The opposition on Monday voted against deviating from house rules in connection with the parliamentary debate on extending the state of emergency due to the novel coronavirus outbreak.
Accordingly, the earliest the bill can be approved in a fast-tracked procedure will be in six days’ time.
Orbán on Extending State of Emergency: Coronavirus Response Requires Special Measures
The proposal to deviate from house rules — which would have needed four-fifth majority to pass — was supported by 137 lawmakers from the ruling Fidesz and KDNP (Christian Democrat) parties, national minority representatives and four MPs of the far-right Mi Hazánk party. Fully 52 lawmakers voted against, namely opposition right-wing Jobbik, leftist Socialist, leftist-liberal Democratic Coalition, centrist green LMP and leftist green Párbeszéd lawmakers and four independents.
The opposition said they voted against the bill because it does not contain a time limit for maintaining the state of emergency.

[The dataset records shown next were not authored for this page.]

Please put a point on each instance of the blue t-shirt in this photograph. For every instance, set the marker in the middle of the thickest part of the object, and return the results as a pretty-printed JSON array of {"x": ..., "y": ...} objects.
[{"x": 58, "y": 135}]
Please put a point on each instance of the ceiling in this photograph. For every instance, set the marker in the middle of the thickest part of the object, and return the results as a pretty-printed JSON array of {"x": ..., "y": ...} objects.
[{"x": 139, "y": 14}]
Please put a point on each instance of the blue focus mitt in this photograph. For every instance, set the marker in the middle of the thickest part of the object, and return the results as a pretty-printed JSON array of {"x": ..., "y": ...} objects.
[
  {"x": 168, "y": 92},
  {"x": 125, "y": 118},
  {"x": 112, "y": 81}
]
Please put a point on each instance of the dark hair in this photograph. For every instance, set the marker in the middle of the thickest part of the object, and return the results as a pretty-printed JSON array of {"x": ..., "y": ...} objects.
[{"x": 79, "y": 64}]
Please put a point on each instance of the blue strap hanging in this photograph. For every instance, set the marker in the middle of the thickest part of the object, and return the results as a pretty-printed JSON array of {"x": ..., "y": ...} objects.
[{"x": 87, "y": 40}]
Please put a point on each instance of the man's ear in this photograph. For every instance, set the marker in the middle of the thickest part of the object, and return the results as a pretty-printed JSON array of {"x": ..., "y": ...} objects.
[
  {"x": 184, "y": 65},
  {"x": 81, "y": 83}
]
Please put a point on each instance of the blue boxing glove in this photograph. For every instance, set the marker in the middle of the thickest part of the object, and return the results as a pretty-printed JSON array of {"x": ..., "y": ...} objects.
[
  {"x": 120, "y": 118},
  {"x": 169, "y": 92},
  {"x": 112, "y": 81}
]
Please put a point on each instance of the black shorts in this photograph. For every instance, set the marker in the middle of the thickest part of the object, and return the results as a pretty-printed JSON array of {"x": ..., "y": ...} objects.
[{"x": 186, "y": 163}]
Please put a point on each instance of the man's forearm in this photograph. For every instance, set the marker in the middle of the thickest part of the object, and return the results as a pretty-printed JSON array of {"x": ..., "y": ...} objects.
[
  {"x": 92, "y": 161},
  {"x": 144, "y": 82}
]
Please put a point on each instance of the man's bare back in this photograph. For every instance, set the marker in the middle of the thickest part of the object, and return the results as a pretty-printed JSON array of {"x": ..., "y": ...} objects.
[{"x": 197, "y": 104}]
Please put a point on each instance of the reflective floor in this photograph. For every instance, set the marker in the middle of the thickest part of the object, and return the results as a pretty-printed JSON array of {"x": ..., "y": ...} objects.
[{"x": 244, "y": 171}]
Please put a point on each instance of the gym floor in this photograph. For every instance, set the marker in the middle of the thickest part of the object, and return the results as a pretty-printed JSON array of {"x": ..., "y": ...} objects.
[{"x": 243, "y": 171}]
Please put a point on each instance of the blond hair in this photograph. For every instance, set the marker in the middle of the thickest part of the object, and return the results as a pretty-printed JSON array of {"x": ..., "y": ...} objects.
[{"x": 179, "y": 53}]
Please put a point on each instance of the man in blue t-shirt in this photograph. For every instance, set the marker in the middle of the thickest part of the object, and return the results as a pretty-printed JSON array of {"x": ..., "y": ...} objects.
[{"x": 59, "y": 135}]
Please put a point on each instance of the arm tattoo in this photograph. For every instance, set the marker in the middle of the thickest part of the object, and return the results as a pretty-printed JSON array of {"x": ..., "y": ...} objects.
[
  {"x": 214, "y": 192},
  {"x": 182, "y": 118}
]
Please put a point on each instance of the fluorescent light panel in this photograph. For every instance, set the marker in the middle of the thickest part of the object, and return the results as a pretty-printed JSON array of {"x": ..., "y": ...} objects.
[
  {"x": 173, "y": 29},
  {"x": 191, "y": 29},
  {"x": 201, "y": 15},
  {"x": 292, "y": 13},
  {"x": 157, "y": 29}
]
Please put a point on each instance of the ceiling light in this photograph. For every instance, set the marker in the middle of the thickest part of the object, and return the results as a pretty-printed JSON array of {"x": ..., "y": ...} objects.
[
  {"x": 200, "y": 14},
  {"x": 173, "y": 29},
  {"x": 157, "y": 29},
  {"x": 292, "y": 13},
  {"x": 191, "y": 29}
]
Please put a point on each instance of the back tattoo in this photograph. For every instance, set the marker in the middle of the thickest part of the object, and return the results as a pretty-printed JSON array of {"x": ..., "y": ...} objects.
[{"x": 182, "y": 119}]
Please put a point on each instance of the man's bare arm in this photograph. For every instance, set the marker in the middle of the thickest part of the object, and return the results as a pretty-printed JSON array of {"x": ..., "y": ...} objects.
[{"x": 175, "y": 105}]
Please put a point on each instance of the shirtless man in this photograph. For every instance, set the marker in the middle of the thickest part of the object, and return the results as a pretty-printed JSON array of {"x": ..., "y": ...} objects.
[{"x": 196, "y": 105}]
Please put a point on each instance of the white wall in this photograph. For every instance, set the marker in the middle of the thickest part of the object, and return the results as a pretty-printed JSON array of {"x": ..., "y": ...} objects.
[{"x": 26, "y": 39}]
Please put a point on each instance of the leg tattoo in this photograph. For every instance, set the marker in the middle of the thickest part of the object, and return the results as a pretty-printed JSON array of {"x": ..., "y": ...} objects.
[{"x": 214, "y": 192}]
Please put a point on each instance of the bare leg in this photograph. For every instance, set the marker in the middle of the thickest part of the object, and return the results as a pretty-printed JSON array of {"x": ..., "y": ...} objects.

The proposal to fast-track the bill, which needed two-thirds majority support to pass, was supported with 152 votes for and 31 against.
The government announced a state of emergency from 3pm on March 11. Under the constitution, this is restricted to 15 days unless parliament extends it.
Justice Minister Judit Varga submitted a bill on behalf of the government last Friday, which needs two-thirds majority support to pass, enabling the government to take every measure that serves to protect citizens and guarantee the stability of the national economy in response to the novel coronavirus epidemic. The bill also includes introducing stricter regulations in the penal code against anyone who violates quarantine rules or commits scaremongering.